The Harold M. & Pearl Jacobs Shabbat Learning Center

OU Torah Insights Project

Parshat Naso
June 17, 2000

Rabbi Martin Applebaum


One is hard-pressed to find a rabbi who is not continuously confronted with a hue and cry on the part of our young men and women to authorize certain changes in Jewish tradition which would render it more “Modern.” We are being continuously pressed for more reforms and an increasing number of deviations from our time-tested practices, which would supposedly serve to attract more young men and women to the synagogue.

Those responsible for this clamor feel certain that unless the Rabbinate consents to bend the rules, Judaism, and particularly, Orthodoxy, will perish.

There is a striking verse in Parshat Naso, which serves to shed light upon this present-day problem: “But to the sons of Kehat [Moshe] gave none [of the offerings], because the sacred service belonged to them—they carried it on their shoulders.”

The Bnei Kehat, who were assigned to move the Tabernacle from place to place in the wilderness, did not seek to lighten their burden by transporting the vessels of the Mishkan on wagons. They preferred to carry them on their shoulders. It was thus that their particular contribution is considered highly sacred.

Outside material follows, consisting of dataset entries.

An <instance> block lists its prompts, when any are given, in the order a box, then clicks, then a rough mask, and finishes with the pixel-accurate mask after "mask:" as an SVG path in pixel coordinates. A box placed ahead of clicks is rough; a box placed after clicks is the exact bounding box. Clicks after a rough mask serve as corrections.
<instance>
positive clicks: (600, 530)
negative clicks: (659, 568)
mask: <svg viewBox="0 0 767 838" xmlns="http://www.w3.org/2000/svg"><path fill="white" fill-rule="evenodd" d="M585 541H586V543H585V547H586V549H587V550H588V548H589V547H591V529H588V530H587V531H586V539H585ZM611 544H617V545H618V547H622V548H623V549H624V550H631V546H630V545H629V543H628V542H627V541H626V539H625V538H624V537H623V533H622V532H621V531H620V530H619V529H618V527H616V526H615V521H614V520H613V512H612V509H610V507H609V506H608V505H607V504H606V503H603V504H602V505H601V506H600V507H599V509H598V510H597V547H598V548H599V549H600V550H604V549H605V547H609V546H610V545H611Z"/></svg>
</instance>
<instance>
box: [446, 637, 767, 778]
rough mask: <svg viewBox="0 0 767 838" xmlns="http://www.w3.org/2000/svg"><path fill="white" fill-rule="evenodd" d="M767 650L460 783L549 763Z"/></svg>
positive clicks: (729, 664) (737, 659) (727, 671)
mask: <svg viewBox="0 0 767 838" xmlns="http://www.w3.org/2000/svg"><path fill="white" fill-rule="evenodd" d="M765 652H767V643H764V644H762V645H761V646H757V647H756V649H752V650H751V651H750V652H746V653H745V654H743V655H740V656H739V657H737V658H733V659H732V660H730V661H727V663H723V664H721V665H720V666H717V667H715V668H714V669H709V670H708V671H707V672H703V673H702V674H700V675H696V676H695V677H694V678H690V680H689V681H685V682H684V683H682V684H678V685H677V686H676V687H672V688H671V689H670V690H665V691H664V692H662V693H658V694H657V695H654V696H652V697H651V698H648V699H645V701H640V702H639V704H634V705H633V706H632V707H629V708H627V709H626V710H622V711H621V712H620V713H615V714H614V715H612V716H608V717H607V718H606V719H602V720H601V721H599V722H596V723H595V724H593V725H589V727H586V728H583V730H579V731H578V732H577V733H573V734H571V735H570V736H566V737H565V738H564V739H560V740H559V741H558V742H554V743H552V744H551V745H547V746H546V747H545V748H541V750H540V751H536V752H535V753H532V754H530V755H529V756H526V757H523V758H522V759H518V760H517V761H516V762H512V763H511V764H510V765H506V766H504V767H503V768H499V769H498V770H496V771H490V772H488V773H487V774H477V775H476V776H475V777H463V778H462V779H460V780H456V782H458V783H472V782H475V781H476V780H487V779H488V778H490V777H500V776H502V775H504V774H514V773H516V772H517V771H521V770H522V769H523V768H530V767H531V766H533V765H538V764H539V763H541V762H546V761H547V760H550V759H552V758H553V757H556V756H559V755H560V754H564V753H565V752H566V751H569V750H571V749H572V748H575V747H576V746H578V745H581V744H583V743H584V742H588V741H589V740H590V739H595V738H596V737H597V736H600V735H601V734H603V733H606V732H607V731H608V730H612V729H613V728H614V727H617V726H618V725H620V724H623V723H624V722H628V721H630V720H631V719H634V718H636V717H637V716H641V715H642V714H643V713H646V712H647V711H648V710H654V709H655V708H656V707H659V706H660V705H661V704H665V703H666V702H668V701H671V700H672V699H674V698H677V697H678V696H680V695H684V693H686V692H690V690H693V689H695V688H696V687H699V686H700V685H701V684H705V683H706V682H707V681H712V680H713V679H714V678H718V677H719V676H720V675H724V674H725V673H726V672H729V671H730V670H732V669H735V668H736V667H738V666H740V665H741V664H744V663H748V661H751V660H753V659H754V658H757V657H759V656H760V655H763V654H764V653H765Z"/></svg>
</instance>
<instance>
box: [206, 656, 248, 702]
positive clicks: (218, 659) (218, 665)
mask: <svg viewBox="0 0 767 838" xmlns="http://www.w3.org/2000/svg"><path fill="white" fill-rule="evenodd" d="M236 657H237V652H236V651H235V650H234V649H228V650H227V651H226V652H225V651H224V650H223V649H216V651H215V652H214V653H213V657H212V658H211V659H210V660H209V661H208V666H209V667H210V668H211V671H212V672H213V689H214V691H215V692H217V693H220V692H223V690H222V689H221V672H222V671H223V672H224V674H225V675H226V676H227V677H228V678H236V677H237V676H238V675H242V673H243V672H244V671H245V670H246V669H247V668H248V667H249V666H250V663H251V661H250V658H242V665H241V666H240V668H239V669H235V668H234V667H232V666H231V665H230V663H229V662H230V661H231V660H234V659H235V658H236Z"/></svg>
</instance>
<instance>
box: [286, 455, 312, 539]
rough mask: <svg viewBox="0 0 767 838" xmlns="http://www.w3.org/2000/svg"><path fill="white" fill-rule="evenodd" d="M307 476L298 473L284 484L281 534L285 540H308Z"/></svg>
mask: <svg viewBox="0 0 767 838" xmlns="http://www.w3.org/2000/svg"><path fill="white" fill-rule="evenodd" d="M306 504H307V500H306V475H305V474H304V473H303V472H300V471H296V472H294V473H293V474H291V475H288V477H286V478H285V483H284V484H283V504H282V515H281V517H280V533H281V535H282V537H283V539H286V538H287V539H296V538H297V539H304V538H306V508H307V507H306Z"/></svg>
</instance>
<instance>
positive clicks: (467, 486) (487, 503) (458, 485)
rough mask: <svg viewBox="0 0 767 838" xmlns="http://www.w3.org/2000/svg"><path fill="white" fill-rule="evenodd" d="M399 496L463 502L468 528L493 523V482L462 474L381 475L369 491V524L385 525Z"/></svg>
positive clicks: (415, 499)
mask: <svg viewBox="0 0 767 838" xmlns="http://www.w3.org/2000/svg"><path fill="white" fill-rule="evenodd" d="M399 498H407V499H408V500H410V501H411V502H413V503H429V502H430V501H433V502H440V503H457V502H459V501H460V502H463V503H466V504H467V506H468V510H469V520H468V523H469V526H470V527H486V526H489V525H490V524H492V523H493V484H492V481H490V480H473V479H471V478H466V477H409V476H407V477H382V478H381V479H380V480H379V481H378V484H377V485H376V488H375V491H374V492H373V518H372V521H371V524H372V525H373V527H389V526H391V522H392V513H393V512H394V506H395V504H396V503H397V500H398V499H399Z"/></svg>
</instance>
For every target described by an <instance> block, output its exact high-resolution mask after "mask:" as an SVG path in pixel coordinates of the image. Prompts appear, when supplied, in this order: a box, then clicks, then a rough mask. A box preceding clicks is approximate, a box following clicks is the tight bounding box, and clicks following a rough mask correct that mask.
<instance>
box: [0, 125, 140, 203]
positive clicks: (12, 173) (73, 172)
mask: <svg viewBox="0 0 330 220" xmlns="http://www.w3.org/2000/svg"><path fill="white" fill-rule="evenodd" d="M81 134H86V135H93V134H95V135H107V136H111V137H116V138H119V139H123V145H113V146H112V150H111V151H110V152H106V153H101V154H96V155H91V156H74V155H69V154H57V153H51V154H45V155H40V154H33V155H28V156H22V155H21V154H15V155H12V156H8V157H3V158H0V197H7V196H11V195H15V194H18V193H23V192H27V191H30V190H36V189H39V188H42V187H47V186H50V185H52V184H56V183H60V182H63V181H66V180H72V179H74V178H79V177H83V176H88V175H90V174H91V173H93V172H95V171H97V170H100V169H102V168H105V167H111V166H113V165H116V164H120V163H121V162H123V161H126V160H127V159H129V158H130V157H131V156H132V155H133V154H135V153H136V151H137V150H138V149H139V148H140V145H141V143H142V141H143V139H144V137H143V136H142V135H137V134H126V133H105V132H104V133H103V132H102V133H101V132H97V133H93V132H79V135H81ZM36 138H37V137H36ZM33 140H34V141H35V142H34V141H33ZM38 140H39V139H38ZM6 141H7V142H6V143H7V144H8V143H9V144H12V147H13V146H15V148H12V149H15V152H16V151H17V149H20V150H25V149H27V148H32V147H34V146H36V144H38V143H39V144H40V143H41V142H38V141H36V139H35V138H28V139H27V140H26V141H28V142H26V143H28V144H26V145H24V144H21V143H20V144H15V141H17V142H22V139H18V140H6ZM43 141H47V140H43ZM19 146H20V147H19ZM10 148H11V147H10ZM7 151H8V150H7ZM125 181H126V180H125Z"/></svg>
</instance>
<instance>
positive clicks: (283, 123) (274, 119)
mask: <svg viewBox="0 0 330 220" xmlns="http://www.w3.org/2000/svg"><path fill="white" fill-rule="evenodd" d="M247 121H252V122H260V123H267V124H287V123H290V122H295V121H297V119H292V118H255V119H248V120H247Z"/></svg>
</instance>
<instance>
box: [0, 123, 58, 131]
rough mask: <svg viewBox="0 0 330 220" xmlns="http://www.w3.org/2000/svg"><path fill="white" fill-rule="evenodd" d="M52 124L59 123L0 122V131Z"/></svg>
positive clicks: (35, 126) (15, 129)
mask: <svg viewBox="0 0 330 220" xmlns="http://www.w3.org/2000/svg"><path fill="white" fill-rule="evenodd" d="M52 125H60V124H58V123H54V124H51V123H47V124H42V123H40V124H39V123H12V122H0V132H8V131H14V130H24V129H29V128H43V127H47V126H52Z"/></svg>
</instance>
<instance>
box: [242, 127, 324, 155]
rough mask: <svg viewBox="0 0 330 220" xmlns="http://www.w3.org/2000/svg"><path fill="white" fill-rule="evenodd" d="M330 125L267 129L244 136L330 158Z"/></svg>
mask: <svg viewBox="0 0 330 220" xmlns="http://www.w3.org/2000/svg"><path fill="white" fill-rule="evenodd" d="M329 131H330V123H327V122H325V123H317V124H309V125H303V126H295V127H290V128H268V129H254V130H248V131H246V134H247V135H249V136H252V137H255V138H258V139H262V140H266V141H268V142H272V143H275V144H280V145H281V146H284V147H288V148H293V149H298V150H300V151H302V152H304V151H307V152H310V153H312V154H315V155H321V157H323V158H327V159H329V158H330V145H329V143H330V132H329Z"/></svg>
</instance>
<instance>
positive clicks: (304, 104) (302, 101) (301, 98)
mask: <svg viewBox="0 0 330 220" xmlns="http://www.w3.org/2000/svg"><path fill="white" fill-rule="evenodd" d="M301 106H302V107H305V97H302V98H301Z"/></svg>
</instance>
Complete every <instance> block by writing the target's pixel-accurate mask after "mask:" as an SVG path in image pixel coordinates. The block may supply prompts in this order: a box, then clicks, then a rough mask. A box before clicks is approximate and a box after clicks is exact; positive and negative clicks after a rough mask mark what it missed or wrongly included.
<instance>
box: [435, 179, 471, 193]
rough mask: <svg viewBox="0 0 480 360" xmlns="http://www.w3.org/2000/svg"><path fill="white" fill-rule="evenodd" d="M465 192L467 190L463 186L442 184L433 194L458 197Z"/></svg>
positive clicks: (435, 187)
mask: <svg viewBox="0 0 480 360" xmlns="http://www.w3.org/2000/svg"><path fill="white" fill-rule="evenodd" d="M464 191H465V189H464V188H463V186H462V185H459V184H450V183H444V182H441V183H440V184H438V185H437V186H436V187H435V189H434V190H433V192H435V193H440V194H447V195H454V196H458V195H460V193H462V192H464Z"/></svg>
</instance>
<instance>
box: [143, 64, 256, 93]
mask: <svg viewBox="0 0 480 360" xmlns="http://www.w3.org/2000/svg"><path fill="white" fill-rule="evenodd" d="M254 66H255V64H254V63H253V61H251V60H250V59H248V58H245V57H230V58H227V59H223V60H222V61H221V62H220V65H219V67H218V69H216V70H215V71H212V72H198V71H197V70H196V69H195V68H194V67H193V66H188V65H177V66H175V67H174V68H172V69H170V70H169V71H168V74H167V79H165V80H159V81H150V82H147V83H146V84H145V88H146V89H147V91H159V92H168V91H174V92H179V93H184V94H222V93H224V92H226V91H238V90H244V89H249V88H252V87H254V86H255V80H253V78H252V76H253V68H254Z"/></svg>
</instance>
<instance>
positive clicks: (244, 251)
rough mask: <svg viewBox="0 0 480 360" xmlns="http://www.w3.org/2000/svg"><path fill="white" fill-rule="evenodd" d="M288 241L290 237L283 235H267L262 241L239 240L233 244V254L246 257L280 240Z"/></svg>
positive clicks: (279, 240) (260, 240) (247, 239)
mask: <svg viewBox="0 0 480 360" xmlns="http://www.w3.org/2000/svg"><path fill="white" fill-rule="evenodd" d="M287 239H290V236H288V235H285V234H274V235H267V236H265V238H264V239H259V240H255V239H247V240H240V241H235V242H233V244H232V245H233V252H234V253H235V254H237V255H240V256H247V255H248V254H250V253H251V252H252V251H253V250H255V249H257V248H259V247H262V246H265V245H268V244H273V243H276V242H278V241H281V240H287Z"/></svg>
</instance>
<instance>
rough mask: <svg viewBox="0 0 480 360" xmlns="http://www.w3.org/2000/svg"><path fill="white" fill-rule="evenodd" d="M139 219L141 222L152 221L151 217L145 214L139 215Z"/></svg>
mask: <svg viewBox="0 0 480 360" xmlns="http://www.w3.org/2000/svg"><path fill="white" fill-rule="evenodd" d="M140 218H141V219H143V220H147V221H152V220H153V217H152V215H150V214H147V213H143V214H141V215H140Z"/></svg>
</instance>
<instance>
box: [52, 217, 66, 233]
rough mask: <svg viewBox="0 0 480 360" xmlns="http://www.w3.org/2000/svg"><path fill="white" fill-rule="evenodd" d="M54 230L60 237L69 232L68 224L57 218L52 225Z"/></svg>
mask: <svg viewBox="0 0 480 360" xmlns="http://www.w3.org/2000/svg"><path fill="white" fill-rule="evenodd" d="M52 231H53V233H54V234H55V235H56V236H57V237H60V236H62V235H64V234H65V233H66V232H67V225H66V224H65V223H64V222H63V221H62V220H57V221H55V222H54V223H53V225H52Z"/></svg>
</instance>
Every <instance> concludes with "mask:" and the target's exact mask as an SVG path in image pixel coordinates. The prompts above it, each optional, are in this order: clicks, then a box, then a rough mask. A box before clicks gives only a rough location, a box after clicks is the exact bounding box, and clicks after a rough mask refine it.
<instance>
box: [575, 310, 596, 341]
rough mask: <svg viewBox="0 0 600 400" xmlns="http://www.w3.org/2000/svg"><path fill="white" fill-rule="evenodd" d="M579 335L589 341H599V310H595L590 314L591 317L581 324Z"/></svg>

The story is told of a young man, who decided to present his parents with a Sefer Torah, on the occasion of their golden anniversary. Upon entering a store to inquire of the cost of such a holy scroll, he was amazed to learn of its high price. The aged proprietor patiently explained that the sacred scroll is hand-written by special scribes who devote their lives to the writing of scriptures. He described the special ink used, the quill and the parchment.

“What a backward people we are,” the young man cried in disgust. “Do you mean to say that in this modern day and age with printing presses and modern methods we are still writing with feather on parchment?”

That young man failed to recognize that millions of printed Bibles cannot compare to our holy scrolls. In each scroll is a portion of a Jewish heart and soul, a measure of the love and devotion of a holy man whose work is sacred.

How often in our long history has someone plunged into flames to save the sacred scrolls of the Lord? Is there one recorded instance of a Jew endangering his life to save printed bibles?

It is this personal element of holiness and consecration that renders the Sefer Torah so divinely sacred.

It is noteworthy that those Jews, who observe the Sabbath, kashrut, and the laws of family purity, are usually not the ones who complain about the difficulties of observing Judaism in our day. It is more often those people who do not observe the laws and traditions and do not provide their children with a Jewish education who complain continuously of the supposedly insurmountable obstacles to religion that modern living presents.

The true Jew remembers the Talmudic passage: “Each of us carries a burden through life. Fortunate is he whose burden is the Torah.”

Rabbi Martin Applebaum

Rabbi Applebaum is rabbi of Beth El Jacob Synagogue in Des Moines, Iowa.